Pour la médecine générale, se discute l’allongement du DES (avec une quatrième année). Les discussions ont été exacerbées "par la problématique posée pendant la campagne électorale sur les déserts médicaux et comment y remédier". "L’allongement du DES de médecine générale ne peut et ne doit pas être la seule réponse à cette problématique. Il doit y avoir d’autres réponses", a-t-il fermement déclaré, alors que nombre de candidats à l’élection présidentielle avait brandi cet argument. "Si on fait une 4e année de DES, il est important qu’elle ne soit pas posée sur les trois années précédentes sans réflexion sur la globalité de la maquette du DES", a-t-il ajouté, précisant qu’un groupe de travail a été mis en place à ce sujet pour définir au mieux la maquette.

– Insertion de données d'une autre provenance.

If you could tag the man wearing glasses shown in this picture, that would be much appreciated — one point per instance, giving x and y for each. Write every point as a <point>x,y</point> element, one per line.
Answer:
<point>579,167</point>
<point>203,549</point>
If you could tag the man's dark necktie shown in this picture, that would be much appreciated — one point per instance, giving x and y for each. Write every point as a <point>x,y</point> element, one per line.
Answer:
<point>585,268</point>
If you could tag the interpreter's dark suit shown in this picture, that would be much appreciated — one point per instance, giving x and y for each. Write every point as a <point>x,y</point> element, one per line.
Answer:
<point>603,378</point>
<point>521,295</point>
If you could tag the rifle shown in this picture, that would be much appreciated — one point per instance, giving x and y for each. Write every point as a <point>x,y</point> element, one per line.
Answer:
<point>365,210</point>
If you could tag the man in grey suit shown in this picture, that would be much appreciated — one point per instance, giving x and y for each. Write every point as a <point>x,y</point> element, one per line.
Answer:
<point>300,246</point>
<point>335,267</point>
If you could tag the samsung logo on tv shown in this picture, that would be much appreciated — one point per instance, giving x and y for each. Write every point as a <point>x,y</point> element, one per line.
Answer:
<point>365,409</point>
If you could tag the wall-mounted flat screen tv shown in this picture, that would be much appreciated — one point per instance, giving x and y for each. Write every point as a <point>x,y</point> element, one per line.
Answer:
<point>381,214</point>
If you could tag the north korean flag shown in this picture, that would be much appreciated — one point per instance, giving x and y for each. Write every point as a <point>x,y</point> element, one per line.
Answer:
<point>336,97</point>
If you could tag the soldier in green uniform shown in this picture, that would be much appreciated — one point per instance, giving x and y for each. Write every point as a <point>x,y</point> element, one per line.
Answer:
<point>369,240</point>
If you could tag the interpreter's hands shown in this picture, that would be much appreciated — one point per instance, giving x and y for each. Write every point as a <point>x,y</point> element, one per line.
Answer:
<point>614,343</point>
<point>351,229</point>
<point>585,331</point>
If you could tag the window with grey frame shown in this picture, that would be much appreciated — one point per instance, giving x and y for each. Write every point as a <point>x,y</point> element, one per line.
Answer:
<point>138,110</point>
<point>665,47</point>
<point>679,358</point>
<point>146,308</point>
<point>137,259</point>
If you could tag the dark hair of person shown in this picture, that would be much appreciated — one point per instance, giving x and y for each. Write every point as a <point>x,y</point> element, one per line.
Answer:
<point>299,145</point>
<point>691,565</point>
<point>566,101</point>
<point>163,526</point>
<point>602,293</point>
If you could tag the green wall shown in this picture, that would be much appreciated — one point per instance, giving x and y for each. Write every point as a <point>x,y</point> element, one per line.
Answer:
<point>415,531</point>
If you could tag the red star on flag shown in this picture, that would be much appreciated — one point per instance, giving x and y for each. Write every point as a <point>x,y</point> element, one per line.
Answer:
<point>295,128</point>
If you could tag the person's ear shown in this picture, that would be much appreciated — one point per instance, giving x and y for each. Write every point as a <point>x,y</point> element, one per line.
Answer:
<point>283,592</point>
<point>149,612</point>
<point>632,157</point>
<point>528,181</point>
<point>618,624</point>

Le Pr Samuel a en effet insisté sur l’importance d’un dialogue au sujet de cette maquette entre les acteurs enseignants et internes qui gravitent autour de la médecine générale, afin d’éviter de "se faire imposer une quatrième année coercitive par le futur Gouvernement [qui serait] uniquement dans des zones appelées déserts médicaux", a-t-il prévenu. "il est extrêmement important que les internes en 4e année soient aussi accompagnés et puissent continuer leur formation. Nous y sommes attachés", a-t-il appuyé.   *Médecine, Maïeutique, Odontologie et Pharmacie.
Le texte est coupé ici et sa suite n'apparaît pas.